De zaakspecifieke toelichting op p. 8-9 volgt op een algemene uiteenzetting over de Wet rechtsherstel box 35 (Herstelwet). De toelichting luidt vervolgens:

“Als het nieuwe box 3-inkomen lager is dan het oorspronkelijk berekende box 3-inkomen, wordt uitgegaan van het nieuwe box 3-inkomen. Is het nieuwe box 3-inkomen hoger dan het oorspronkelijke box 3-inkomen, dan geldt het oorspronkelijke box 3-inkomen. Het Hof is van oordeel dat nu het nieuwe box 3-inkomen in casu hoger uitkomt dan het oorspronkelijke box 3-inkomen, het box 3-inkomen op het werkelijk behaalde rendement dient te worden vastgesteld. Dit oordeel is niet juist. Het gaat eraan voorbij dat de vormgeving van het rechtsherstel gepaard is gegaan met een door de wetgever gemaakte afweging van uitvoeringstechnische, maatschappelijke, politieke en budgettaire aspecten. De rechter dient de ruime beoordelingsmarge van de wetgever bij zijn afweging te respecteren, tenzij de afweging van de wetgever evident van elke redelijke grond ontbloot is. Van dit laatste is naar mijn mening geen sprake. Met de uitgangspunten die ten grondslag liggen aan het nieuwe box 3-inkomen wordt naar redelijkheid op een zo rechtvaardig, aanvaardbaar en uitvoerbaar mogelijke manier rechtsherstel geboden. Daaraan doet niet af dat in een individueel geval, zoals in de voorliggende situatie, de nieuwe berekening niet leidt tot een vermindering van de aanslag in de inkomstenbelasting. Het Hof heeft dan ook ten onrechte het box 3-inkomen vastgesteld naar het werkelijk behaalde rendement en de onderhavige aanslag dienovereenkomstig verminderd.”

Over het verweerschrift

3.5

Het verweerschrift betreft een uitgebreide uiteenzetting van 25 pagina’s, die is opgedeeld in negen hoofdstukken.

3.6

Enige passages van die uiteenzetting zouden de vraag kunnen doen oproepen of het verweerschrift tevens is bedoeld als incidenteel cassatieberoep tegen onderdelen van de uitspraak van het Hof waarin belanghebbende in het ongelijk is gesteld. Gelet op de conclusie (p. 26) is dat naar mij voorkomt niet het geval, omdat belanghebbende enkel ertoe concludeert dat het in het cassatieberoepschrift voorgestelde middel ongegrond is.

3.7

Wel verzoekt belanghebbende in zijn conclusie om een rentevergoeding.

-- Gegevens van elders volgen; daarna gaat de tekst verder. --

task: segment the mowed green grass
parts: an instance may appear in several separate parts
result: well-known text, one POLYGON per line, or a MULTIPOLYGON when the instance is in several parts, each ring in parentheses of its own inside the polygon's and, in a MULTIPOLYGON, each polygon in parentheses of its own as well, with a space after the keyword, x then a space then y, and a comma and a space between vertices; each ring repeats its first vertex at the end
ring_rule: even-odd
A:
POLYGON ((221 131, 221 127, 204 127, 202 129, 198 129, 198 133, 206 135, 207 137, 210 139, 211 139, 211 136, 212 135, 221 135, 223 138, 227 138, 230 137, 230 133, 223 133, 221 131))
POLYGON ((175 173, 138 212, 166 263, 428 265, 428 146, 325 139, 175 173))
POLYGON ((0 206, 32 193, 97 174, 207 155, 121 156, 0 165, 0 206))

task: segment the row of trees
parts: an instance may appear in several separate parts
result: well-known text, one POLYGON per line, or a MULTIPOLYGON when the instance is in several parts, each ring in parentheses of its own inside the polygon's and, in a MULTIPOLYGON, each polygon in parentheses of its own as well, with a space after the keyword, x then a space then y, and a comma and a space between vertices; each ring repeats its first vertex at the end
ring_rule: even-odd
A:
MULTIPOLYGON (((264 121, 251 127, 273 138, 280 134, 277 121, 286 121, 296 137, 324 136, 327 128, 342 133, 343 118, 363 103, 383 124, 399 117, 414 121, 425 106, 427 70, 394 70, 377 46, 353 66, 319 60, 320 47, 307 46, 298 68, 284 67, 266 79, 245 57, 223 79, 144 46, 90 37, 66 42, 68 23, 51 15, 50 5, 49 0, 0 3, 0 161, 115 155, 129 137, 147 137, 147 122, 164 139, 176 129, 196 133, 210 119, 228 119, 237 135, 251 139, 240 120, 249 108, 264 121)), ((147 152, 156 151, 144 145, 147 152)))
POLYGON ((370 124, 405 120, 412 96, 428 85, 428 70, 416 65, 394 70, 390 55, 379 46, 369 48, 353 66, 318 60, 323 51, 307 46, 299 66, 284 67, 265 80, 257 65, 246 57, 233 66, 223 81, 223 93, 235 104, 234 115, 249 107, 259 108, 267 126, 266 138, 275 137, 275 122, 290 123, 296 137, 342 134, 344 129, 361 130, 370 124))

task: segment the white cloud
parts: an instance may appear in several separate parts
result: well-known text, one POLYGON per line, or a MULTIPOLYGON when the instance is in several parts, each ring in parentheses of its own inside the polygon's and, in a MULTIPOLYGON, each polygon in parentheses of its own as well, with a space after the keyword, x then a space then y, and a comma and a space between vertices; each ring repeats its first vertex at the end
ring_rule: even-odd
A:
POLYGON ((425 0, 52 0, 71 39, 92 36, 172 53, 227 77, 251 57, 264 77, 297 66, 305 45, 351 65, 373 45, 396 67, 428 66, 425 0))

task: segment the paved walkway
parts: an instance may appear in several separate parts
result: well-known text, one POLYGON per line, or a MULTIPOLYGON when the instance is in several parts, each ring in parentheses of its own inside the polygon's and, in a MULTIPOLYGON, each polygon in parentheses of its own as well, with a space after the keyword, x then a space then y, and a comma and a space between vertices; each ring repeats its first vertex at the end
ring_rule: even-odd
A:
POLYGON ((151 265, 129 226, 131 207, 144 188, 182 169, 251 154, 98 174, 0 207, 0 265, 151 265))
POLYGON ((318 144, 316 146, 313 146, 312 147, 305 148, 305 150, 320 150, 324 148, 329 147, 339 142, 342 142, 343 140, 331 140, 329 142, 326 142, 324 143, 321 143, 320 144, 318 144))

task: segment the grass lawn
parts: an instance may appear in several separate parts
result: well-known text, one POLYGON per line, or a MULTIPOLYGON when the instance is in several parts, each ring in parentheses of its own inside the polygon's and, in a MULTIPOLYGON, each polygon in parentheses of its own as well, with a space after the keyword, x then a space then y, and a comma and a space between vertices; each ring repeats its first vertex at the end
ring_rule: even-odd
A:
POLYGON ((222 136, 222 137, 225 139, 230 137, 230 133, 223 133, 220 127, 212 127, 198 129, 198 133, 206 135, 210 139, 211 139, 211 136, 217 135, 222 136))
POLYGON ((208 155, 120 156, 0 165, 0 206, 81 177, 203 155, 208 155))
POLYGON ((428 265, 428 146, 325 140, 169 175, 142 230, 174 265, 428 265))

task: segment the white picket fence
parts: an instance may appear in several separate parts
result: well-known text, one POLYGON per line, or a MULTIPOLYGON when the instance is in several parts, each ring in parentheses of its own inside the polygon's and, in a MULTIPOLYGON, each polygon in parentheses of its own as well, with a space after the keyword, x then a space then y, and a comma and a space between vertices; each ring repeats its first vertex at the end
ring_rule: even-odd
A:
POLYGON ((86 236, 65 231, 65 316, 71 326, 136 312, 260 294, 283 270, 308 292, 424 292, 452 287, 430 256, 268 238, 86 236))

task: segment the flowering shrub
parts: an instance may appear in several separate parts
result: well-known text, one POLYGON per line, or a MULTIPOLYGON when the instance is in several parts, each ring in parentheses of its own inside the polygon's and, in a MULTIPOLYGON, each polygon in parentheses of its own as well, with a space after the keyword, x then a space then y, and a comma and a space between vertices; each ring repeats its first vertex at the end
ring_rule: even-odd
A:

Dit sluit aan bij onderdeel 4.3.29 van het verweerschrift, waarin belanghebbende met een beroep op een uitspraak van het gerechtshof Arnhem-Leeuwarden6 een rentevergoeding vordert. Een dergelijke aanspraak op een rentevergoeding kan echter niet voor het eerst in cassatie worden gemaakt. Ik lees in de toelichting bovendien geen klacht dat reeds voor het Hof die aanspraak is gemaakt en het Hof daarop heeft verzuimd te beslissen. Ik laat die aanspraak daarom verder onbesproken.